According to a 2021 Accenture report on cloud trends, “the cloud is more than an efficient storage solution — it’s a unique platform for generating data and innovative solutions to leverage that data.” The data lake is no exception to this rule. Given that data lakes offer the most affordable and efficient way to handle vast, complex datasets, moving your data lake to the cloud is the next logical step.
Modern data lakes can support high-performance query engines, allowing users direct access to both raw and transformed data from any source or format. If you don’t have a data lake yet, implementing a cloud data lake should be your focus. Cloud-based solutions offer elastic scalability, agility, up to 40% lower total cost of ownership, increase in operational efficiency and the ability to innovate rapidly.
However, to get the most of your cloud data lake solution, you’ll want to make sure your cloud data lake stack is analytics-ready, enabling you to turn your data into a strategic competitive advantage.
Here are six critical questions to consider when choosing your cloud data lake stack for your business and making sure it is analytics-ready.
1. Which Public Cloud Platform?
Choosing the right cloud platform provider can be a daunting task. But you can’t go wrong with the big three, AWS, Azure, and Google Cloud Platform; each with their own massively scalable object storage solution, data lake orchestration solution, and managed Spark, Presto and Hadoop services. AWS Lake Formation, in particular, provides a wizard-type interface over various pieces of the Amazon Web Services ecosystem that allow organizations to easily build a data lake. Azure Data Lake is the competitor to AWS Lake Formation and relies heavily on the Hadoop architecture. As with AWS, Azure Data Lake is also centered around its storage capacity. Similarly, Google Cloud Storage is the backend storage mechanism driving data lakes built on Google Cloud Platform.

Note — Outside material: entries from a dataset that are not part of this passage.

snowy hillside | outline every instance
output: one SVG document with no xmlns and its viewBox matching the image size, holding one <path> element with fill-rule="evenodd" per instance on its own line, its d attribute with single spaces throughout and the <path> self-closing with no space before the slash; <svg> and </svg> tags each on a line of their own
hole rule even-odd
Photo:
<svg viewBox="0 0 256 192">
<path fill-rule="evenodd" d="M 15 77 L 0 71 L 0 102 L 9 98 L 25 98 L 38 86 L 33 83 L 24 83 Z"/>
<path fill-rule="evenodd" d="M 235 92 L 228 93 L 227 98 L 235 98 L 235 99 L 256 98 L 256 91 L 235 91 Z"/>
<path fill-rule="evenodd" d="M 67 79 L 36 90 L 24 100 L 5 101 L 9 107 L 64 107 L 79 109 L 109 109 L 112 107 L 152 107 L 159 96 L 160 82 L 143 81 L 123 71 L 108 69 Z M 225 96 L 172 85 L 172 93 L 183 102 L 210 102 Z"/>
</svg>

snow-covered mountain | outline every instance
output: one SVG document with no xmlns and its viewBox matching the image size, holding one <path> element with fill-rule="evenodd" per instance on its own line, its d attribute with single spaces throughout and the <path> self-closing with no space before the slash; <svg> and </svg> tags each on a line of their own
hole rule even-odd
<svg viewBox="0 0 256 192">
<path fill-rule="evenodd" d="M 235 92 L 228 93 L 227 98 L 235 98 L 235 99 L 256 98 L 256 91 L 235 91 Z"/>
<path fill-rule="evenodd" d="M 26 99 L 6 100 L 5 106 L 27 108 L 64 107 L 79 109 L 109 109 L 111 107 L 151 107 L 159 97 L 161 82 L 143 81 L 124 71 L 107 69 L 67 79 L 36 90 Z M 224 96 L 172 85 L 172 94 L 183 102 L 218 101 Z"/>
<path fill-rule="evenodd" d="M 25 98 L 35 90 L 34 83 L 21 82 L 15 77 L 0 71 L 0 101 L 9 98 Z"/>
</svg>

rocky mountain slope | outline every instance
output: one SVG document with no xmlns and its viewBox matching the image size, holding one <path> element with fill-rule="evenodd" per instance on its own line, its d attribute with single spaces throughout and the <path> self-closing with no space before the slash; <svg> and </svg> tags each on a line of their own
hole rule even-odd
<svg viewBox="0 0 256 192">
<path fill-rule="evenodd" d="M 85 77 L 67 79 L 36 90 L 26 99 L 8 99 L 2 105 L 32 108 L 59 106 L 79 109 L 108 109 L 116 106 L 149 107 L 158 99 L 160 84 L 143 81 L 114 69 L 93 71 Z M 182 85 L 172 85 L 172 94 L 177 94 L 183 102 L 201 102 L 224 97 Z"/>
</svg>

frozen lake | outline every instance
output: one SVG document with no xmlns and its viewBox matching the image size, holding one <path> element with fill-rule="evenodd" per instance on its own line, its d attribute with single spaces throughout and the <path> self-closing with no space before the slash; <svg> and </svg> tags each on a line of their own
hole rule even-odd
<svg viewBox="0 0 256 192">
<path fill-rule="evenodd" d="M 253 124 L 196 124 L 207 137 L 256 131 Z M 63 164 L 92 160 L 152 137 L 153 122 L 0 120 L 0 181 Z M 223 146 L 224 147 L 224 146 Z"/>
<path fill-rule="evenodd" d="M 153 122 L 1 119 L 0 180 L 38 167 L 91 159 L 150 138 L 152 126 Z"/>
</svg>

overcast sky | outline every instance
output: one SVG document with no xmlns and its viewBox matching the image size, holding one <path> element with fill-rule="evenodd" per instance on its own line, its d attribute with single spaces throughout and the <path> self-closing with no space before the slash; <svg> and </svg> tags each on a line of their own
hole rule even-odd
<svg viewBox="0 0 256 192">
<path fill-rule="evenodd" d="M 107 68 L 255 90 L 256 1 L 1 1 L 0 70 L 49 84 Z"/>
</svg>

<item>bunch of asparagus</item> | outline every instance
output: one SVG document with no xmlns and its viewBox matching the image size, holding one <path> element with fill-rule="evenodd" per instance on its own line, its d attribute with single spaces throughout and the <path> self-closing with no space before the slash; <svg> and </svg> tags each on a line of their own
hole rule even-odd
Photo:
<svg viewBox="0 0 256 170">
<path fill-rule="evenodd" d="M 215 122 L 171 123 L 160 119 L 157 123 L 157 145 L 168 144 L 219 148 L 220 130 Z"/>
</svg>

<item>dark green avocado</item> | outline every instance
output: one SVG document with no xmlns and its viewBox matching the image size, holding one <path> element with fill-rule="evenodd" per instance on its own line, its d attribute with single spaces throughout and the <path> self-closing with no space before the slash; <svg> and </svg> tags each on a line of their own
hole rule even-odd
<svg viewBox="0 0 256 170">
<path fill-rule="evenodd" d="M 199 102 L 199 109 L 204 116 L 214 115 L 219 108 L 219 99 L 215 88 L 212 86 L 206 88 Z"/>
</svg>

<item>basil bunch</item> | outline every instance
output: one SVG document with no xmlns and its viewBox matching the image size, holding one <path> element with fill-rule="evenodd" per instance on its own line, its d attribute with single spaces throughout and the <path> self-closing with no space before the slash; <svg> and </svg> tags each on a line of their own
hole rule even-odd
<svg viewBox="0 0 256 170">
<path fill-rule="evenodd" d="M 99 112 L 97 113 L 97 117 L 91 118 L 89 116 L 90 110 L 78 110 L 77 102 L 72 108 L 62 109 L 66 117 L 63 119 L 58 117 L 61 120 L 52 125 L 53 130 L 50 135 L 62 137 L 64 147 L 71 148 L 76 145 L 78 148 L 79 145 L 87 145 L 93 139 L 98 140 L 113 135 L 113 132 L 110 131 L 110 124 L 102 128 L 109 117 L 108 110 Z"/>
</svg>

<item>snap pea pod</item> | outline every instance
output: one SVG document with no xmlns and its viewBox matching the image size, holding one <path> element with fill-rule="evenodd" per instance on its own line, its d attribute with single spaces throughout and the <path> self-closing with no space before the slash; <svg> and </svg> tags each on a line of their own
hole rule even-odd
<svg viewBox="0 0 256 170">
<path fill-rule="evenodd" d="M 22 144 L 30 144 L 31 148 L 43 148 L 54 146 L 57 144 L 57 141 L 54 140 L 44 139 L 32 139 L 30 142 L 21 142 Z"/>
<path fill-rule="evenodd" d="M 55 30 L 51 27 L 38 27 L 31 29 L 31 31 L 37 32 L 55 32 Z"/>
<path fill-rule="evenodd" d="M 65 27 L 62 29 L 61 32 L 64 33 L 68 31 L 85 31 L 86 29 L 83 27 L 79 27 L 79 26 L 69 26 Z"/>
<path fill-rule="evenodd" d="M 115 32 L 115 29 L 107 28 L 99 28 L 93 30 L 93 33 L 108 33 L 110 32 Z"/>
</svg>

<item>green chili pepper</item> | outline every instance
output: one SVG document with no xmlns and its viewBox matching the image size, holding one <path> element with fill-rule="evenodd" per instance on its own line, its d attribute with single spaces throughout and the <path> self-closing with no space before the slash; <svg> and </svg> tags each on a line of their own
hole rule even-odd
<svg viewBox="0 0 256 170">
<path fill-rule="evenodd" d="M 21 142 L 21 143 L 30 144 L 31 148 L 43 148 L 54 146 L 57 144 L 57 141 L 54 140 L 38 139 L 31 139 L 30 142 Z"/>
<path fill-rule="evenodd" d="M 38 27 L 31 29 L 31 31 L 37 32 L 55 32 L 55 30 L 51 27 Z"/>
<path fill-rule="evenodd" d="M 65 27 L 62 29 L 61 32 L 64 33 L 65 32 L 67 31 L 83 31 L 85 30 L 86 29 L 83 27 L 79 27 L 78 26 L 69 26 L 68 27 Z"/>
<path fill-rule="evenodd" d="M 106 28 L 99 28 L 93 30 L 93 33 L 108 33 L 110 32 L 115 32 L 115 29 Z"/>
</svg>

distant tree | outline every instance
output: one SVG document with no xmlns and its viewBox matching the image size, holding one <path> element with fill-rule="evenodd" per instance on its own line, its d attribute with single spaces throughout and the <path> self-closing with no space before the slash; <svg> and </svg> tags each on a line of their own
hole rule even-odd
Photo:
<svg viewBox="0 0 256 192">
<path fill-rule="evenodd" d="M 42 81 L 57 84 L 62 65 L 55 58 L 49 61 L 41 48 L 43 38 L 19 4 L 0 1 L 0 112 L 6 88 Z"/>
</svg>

2. Which Cloud Data Lake Solution Has the Most Optimal Storage?
In the case of object storage, all AWS, Azure and Google compete on usability and price with Azure being the cheapest and Google being the most expensive on average.
AWS S3 storage offers rich functionality, has been around the longest and many applications have been developed to run on it. It is highly scalable and available and can be made redundant across a number of availability zones. S3 has three tiers (Standard, IA and Glacier), with lower storage costs and higher read/write costs depending on availability. S3 also has automatic object versioning, where each version is addressable so it can be retrieved at any time.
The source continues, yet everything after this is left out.